Marked out by her striking beauty as an object of admiring interest even in those days when she sate in girlhood's smiling peace by her mother at the Market Cross—her father had lost his life in a popular cause, and ignominious as the manner of his death might be, he was looked upon as a martyr to his zeal in avenging the wrongs of his townsmen; Sylvia had married amongst them too, and her quiet daily life was well known to them; and now her husband had been carried off from her side just on the very day when she needed his comfort most.
For the general opinion was that Philip had been 'carried off'—in seaport towns such occurrences were not uncommon in those days—either by land-crimps or water-crimps.
So Sylvia was treated with silent reverence, as one sorely afflicted, by all the unheeded people she met in her faltering walk to Jeremiah Foster's.
She had calculated her time so as to fall in with him at his dinner hour, even though it obliged her to go to his own house rather than to the bank where he and his brother spent all the business hours of the day.

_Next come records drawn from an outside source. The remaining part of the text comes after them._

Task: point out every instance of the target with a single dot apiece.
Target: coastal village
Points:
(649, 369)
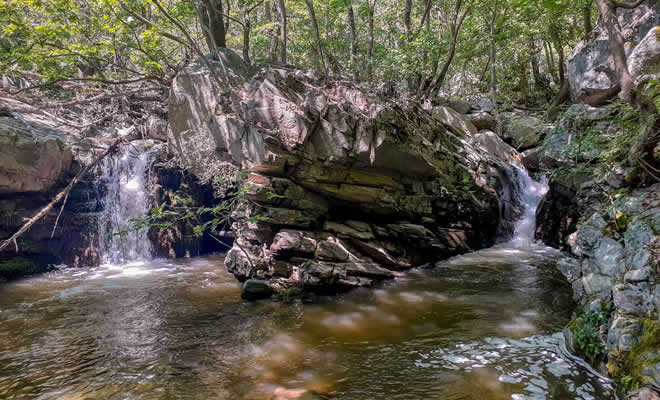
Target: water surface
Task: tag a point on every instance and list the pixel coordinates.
(480, 326)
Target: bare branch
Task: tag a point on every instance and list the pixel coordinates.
(623, 4)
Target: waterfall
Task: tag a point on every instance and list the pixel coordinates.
(529, 193)
(127, 180)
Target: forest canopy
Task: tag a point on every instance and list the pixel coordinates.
(431, 45)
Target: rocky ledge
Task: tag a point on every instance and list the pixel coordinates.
(344, 187)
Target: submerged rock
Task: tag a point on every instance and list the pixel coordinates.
(254, 289)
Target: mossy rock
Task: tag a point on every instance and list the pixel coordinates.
(631, 369)
(16, 268)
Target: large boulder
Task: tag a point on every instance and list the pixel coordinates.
(589, 67)
(32, 156)
(522, 131)
(345, 186)
(645, 58)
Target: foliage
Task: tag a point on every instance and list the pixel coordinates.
(16, 267)
(116, 40)
(587, 334)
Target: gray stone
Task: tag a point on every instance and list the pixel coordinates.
(490, 143)
(578, 289)
(609, 257)
(595, 284)
(645, 57)
(622, 333)
(346, 231)
(453, 120)
(584, 239)
(638, 275)
(589, 67)
(638, 235)
(482, 120)
(646, 393)
(254, 289)
(570, 268)
(521, 130)
(461, 106)
(634, 299)
(331, 251)
(32, 156)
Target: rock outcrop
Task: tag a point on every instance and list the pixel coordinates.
(32, 156)
(344, 188)
(589, 68)
(36, 162)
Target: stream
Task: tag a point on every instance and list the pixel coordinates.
(485, 325)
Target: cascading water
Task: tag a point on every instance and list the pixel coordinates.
(529, 193)
(127, 178)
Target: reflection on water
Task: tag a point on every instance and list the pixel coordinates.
(478, 326)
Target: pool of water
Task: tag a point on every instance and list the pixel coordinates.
(479, 326)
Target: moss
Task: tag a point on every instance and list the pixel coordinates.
(626, 368)
(16, 267)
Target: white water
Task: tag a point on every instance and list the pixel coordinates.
(127, 177)
(530, 193)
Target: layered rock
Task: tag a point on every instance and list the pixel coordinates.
(36, 162)
(589, 67)
(344, 188)
(32, 156)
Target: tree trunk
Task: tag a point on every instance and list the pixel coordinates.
(247, 27)
(550, 60)
(630, 93)
(407, 9)
(370, 42)
(455, 27)
(540, 81)
(272, 45)
(212, 21)
(559, 47)
(317, 36)
(493, 76)
(282, 11)
(350, 20)
(586, 19)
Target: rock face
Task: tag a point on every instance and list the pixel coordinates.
(32, 156)
(616, 275)
(36, 163)
(589, 67)
(345, 188)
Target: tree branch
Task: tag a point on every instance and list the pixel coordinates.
(623, 4)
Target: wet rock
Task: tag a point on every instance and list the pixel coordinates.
(597, 284)
(637, 275)
(453, 120)
(461, 106)
(254, 289)
(490, 143)
(32, 156)
(582, 242)
(570, 268)
(608, 255)
(634, 299)
(331, 251)
(482, 120)
(339, 176)
(589, 67)
(644, 394)
(623, 333)
(522, 131)
(346, 231)
(645, 57)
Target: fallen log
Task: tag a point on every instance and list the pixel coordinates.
(64, 193)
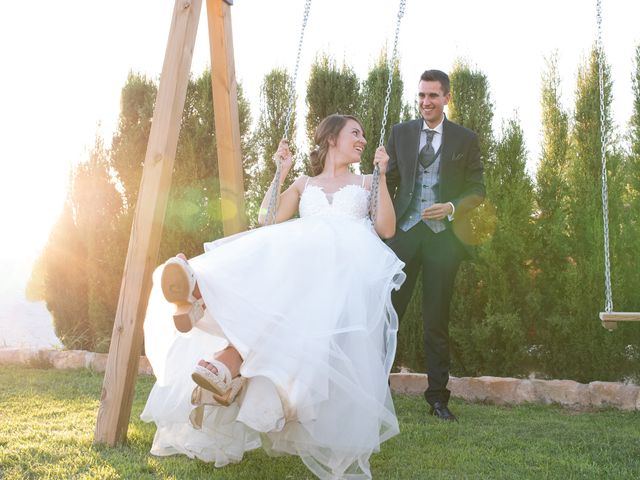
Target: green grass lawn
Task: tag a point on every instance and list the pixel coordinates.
(47, 419)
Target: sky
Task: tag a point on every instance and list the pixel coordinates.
(64, 64)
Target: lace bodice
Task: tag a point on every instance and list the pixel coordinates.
(351, 201)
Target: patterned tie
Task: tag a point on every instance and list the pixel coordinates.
(427, 155)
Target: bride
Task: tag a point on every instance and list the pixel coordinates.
(294, 332)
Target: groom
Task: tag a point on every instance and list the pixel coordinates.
(435, 179)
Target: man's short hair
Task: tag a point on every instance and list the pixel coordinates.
(437, 76)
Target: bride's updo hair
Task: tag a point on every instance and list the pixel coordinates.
(328, 130)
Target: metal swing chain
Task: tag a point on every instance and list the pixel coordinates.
(275, 191)
(605, 195)
(375, 182)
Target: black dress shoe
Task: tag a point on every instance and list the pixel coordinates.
(441, 410)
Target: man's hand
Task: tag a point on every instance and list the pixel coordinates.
(437, 211)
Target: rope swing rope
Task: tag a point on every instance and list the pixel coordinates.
(608, 317)
(275, 190)
(375, 183)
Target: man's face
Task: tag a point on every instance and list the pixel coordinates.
(431, 101)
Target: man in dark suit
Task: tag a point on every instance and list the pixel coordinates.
(435, 179)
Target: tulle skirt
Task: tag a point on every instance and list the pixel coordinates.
(307, 303)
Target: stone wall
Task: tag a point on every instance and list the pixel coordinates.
(491, 390)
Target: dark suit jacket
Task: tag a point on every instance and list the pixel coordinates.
(461, 171)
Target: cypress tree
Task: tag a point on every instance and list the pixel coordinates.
(274, 103)
(498, 343)
(584, 350)
(330, 90)
(374, 90)
(551, 248)
(471, 107)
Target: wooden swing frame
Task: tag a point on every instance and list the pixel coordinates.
(126, 340)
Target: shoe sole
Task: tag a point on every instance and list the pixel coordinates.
(175, 284)
(204, 383)
(175, 288)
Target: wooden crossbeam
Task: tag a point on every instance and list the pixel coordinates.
(610, 319)
(126, 341)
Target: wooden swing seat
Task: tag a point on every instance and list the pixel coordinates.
(610, 319)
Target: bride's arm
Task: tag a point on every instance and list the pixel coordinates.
(385, 225)
(287, 202)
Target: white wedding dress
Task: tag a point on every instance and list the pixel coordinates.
(307, 303)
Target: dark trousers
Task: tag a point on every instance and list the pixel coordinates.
(438, 256)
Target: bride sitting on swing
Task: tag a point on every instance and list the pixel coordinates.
(287, 330)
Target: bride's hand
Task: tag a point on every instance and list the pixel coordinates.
(381, 159)
(283, 156)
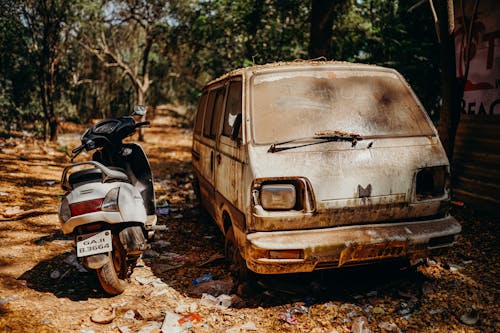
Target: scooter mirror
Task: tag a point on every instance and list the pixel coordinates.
(139, 110)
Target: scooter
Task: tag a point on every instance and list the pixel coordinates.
(109, 204)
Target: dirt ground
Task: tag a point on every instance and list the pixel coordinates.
(43, 288)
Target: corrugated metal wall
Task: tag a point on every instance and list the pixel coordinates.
(476, 163)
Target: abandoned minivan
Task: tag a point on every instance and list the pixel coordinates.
(315, 165)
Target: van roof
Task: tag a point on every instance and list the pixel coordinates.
(296, 64)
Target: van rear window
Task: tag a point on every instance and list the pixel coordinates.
(299, 104)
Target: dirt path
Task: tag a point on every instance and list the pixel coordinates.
(43, 289)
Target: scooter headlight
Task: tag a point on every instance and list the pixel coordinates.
(110, 203)
(64, 211)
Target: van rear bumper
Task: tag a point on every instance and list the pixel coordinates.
(294, 251)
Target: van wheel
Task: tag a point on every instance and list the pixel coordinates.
(203, 212)
(238, 265)
(112, 275)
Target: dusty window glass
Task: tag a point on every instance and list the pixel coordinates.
(233, 108)
(201, 111)
(300, 104)
(207, 121)
(218, 108)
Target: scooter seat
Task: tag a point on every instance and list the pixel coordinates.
(90, 175)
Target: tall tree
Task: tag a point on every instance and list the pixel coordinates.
(323, 14)
(126, 38)
(49, 24)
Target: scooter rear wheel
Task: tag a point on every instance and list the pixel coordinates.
(112, 274)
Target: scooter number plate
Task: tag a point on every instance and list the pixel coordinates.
(89, 244)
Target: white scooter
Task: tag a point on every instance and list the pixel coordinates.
(109, 205)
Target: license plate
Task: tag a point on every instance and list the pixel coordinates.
(89, 244)
(370, 252)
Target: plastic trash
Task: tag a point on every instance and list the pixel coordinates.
(247, 327)
(203, 278)
(190, 317)
(470, 317)
(360, 325)
(288, 318)
(170, 323)
(103, 315)
(222, 301)
(390, 327)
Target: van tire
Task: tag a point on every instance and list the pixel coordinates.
(238, 265)
(204, 216)
(112, 275)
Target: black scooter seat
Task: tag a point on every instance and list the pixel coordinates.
(91, 175)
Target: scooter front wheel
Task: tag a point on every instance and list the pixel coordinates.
(112, 275)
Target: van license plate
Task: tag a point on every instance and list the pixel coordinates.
(89, 244)
(368, 252)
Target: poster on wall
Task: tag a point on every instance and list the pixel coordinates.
(482, 90)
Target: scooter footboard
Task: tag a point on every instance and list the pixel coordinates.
(133, 240)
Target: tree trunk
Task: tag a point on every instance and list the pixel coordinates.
(449, 115)
(140, 101)
(322, 15)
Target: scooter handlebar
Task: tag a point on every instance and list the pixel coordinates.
(142, 123)
(78, 149)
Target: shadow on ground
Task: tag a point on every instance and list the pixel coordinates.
(64, 277)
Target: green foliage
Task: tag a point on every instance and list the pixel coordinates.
(171, 49)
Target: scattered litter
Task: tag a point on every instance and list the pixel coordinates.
(378, 310)
(86, 330)
(55, 274)
(203, 278)
(455, 268)
(427, 288)
(163, 210)
(213, 287)
(160, 244)
(103, 315)
(222, 301)
(436, 311)
(12, 211)
(247, 327)
(390, 327)
(72, 260)
(162, 268)
(288, 318)
(190, 317)
(143, 280)
(124, 329)
(470, 317)
(157, 293)
(152, 327)
(171, 324)
(185, 308)
(360, 325)
(130, 314)
(150, 254)
(213, 258)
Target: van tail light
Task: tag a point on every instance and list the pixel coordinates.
(278, 196)
(431, 182)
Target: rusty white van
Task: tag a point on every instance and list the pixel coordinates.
(315, 165)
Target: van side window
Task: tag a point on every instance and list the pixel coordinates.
(218, 108)
(207, 121)
(233, 108)
(201, 111)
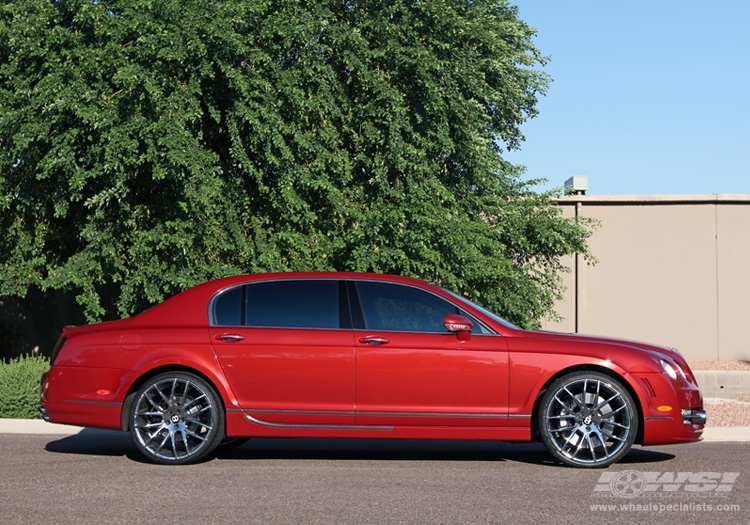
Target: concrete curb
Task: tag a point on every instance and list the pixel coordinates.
(723, 383)
(38, 426)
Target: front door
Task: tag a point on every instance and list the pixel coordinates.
(411, 371)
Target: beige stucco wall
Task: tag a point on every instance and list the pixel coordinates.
(671, 270)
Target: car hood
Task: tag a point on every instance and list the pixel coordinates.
(596, 339)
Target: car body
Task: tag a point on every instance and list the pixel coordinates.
(349, 355)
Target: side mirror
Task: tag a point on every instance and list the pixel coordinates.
(459, 325)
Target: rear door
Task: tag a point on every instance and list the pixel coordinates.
(411, 371)
(286, 348)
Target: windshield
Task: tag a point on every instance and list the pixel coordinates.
(486, 312)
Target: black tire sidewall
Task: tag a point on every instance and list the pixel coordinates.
(216, 434)
(547, 398)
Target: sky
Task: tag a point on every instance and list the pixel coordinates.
(648, 97)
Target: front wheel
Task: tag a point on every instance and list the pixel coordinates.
(176, 419)
(587, 419)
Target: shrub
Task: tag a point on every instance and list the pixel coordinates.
(19, 386)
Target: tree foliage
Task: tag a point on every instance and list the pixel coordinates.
(149, 145)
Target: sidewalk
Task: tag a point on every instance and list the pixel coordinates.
(38, 426)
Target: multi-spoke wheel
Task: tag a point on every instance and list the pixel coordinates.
(176, 418)
(587, 419)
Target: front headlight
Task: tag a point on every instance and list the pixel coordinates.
(669, 369)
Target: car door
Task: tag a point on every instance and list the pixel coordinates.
(411, 371)
(286, 348)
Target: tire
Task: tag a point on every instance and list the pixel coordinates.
(176, 419)
(587, 420)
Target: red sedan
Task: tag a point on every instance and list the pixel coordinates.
(347, 355)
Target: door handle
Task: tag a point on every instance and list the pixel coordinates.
(372, 340)
(230, 338)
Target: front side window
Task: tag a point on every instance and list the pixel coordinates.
(401, 308)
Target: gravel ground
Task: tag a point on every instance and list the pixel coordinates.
(725, 412)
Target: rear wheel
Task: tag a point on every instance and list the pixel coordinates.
(587, 419)
(176, 419)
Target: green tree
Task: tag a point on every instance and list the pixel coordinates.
(148, 145)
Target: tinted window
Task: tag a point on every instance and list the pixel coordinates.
(293, 304)
(228, 307)
(402, 308)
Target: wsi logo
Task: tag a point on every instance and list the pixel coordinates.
(633, 483)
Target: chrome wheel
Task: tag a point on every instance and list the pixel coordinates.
(176, 418)
(587, 419)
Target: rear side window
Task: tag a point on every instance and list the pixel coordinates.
(293, 304)
(280, 304)
(228, 307)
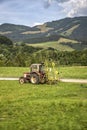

Sylvia was so nearly exhausted by the length of her walk and the weight of her baby, that all she could do when the door was opened was to totter into the nearest seat, sit down, and begin to cry.
In an instant kind hands were about her, loosening her heavy cloak, offering to relieve her of her child, who clung to her all the more firmly, and some one was pressing a glass of wine against her lips.
'No, sir, I cannot take it! wine allays gives me th' headache; if I might have just a drink o' water. Thank you, ma'am' (to the respectable-looking old servant), 'I'm well enough now; and perhaps, sir, I might speak a word with yo', for it's that I've come for.'
'It's a pity, Sylvia Hepburn, as thee didst not come to me at the bank, for it's been a long toil for thee all this way in the heat, with thy child. But if there's aught I can do or say for thee, thou hast but to name it, I am sure. Martha! wilt thou relieve her of her child while she comes with me into the parlour?'
But the wilful little Bella stoutly refused to go to any one, and Sylvia was not willing to part with her, tired though she was.
So the baby was carried into the parlour, and much of her after-life depended on this trivial fact.